Мой сон изменился. В ветре промчались возгласы: – «Мщенья! Мщенья!» Нельзя оставлять чудовищ без кары. Нельзя им давать, своим бездействием, совершать, вновь и вновь, злодеяния. Нужно овладеть чудовищами, понять, и уничтожить их. И, если нельзя восстановить погубленного, нужно, во что бы то ни стало, мстить, отомстить губящему. Я видел себя идущим и решительным.
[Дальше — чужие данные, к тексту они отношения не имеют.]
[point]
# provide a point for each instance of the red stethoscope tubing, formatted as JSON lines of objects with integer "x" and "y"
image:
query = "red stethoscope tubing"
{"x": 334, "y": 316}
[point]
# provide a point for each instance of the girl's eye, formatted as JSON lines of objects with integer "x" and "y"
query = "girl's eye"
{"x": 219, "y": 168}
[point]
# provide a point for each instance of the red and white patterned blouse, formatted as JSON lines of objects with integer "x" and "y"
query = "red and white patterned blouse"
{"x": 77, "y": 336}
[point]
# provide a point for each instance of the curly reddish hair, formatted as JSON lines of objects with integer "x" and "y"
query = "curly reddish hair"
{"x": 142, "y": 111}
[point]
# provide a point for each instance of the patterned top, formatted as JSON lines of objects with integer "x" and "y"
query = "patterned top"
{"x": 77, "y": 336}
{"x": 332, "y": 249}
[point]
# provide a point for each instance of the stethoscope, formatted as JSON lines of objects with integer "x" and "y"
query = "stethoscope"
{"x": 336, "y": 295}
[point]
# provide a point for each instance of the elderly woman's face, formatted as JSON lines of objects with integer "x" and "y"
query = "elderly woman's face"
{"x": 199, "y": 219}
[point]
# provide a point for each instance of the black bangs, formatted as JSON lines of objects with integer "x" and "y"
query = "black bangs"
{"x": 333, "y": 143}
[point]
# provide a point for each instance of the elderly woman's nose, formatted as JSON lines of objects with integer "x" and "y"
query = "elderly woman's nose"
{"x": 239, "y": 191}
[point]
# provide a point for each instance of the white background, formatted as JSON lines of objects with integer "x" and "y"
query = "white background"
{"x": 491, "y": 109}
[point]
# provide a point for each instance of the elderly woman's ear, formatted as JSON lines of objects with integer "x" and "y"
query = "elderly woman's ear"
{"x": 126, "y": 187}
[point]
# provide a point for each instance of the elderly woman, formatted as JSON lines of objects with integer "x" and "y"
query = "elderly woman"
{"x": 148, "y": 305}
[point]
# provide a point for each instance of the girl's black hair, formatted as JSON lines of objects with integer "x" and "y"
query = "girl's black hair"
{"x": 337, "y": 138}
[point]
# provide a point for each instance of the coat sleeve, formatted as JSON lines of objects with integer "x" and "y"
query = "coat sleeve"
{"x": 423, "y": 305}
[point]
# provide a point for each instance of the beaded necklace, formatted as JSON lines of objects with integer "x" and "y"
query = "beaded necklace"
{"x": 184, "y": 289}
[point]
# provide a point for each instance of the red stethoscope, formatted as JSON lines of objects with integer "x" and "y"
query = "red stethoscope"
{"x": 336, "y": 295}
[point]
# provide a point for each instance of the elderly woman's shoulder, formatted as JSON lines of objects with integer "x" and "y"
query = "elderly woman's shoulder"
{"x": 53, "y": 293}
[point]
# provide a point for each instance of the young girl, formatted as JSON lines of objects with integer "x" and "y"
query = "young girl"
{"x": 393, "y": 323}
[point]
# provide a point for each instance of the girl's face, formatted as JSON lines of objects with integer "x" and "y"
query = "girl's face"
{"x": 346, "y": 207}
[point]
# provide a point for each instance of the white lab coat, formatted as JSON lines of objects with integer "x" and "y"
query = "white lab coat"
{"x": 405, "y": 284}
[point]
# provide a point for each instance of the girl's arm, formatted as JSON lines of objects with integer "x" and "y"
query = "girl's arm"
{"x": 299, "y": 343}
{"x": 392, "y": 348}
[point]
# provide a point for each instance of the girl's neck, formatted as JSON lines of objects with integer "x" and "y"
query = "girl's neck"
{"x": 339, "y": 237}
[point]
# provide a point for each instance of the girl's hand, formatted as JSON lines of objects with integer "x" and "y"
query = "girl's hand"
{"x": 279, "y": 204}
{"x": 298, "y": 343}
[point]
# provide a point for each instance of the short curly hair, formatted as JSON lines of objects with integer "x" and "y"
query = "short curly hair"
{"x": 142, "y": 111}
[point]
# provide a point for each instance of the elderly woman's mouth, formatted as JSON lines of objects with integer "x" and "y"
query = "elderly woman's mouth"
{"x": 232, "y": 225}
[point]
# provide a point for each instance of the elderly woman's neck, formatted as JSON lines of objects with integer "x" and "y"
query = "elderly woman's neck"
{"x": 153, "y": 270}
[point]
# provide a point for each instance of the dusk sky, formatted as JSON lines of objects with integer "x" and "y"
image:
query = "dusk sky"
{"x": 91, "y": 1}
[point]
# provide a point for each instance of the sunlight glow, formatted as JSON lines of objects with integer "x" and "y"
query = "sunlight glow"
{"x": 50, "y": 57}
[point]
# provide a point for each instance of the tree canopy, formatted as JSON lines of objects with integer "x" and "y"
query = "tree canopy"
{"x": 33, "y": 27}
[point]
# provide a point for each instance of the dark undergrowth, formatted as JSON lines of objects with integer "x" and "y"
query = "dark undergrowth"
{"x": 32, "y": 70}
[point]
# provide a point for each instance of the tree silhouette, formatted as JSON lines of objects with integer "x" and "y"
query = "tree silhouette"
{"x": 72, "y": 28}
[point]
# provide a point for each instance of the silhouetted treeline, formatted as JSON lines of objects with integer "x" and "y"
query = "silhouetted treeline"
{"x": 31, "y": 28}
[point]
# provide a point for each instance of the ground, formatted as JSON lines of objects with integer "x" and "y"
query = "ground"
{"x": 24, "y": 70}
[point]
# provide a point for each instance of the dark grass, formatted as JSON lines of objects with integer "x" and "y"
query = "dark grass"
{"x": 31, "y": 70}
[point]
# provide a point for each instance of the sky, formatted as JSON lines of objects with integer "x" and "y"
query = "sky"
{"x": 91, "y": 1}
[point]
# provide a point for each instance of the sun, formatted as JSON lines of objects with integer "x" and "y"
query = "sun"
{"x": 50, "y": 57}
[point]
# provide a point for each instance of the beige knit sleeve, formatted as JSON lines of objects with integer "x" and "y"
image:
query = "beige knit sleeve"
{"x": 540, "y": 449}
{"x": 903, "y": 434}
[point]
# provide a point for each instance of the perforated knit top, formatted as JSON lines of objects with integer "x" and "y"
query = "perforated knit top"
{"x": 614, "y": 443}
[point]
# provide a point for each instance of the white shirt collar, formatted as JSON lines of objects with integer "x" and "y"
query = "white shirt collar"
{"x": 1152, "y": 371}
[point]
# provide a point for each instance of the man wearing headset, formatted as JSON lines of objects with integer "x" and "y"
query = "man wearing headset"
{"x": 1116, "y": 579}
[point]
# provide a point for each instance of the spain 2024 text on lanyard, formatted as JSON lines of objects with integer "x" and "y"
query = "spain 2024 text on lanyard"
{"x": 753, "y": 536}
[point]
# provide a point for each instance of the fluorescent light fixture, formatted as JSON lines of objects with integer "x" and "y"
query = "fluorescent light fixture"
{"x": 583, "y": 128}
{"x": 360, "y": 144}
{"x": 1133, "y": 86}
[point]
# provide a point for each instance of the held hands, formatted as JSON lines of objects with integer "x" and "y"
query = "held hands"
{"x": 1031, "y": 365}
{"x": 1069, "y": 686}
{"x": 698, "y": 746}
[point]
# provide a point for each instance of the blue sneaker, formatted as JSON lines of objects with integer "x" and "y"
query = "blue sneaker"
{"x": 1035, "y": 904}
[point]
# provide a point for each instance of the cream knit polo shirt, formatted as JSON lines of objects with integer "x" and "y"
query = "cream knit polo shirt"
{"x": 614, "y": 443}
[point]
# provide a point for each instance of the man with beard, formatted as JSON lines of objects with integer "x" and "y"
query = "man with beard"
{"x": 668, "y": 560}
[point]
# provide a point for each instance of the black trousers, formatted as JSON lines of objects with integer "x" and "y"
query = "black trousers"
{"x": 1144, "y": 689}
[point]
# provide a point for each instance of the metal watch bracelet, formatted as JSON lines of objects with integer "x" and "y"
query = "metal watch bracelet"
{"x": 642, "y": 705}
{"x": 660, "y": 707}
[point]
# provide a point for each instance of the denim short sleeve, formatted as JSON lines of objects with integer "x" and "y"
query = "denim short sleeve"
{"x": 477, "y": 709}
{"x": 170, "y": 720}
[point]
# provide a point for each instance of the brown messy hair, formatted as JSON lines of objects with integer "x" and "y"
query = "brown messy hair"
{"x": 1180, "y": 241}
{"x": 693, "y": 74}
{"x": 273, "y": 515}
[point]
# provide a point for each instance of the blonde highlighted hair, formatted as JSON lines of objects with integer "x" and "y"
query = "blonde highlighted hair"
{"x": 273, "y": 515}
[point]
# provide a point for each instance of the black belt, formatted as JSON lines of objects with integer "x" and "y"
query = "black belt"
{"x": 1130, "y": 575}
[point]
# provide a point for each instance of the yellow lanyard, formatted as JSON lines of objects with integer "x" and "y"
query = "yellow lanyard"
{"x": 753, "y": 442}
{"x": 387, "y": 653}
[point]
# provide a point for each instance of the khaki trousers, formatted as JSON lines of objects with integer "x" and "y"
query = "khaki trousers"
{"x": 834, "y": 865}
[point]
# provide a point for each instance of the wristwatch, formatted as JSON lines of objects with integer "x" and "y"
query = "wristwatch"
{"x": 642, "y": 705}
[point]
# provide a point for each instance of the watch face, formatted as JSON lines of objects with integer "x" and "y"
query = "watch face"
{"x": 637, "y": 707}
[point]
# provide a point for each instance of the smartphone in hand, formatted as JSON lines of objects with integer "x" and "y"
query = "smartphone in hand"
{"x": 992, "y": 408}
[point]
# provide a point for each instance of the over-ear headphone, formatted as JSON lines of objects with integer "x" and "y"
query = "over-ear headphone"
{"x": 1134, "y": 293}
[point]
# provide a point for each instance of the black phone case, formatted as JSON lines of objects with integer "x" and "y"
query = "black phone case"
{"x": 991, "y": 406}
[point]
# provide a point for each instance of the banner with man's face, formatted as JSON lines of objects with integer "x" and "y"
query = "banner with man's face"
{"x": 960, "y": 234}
Жить было душно. Совсем погибал я. В лес отошел я, и Лиха искал я. Думу свою словно тяжесть несу. Шел себе, шел и увидел в лесу Замок железный. Кругом – черепа, частоколом. Что то я в замке найду? Может, такую беду, Что навсегда позабуду, как можно быть в жизни веселым. Все же иду В замок железный. Вижу, лежит Великан. Вид у него затрапезный. Тучен он, грязен и нагл, и как будто бы пьян. Кости людские для мерзкого – ложе. Лихо! Вокруг него – Злыдни, Журьба. А по углам, вкруг стола, по стенам, вместо сидений, гроба. Лихо. Ну, что же? Я Лиха искал. Страшное Лихо, слепое. Потчует гостя. «Поешь-ка». Мне голову мертвую дал. Взял я ее – да под лавку. Лицо усмехнулось тупое. «Скушал»? спросил Великан. «– Скушал». Но Лихо уж знало, какая сноровка Тех, кто в бесовский заходит туман. «Где ты, головка-мутовка?» «– Здесь я, под лавкою, здесь». Жаром и холодом я преисполнился весь. «Лучше на стол уж, головка-мутовка, Скушай, голубчик, ты будешь – сам будешь – вкусней». В эту минуту умножилось в мире число побледневших людей, Поднял я мертвую голову – спрятал на сердце. Уловка Мне помогла. Повторился вопрос и ответ. «Где ты, головка-мутовка»? «– Здесь я, под сердцем». – «Ну, съедена, значит», подумал дурак-людоед. «Значит, черед за тобой», закричало мне Лихо. Бросились Злыдни слепые ко мне, зашаталась слепая Журьба. В нежитей черепом тут я ударил – и закипела борьба. Бились мы. Падал я. Бил их. Убил их. И в замке железном вдруг сделалось тихо. Вольно вздохнул я. Да здравствует воля – понявшего чудищ – раба.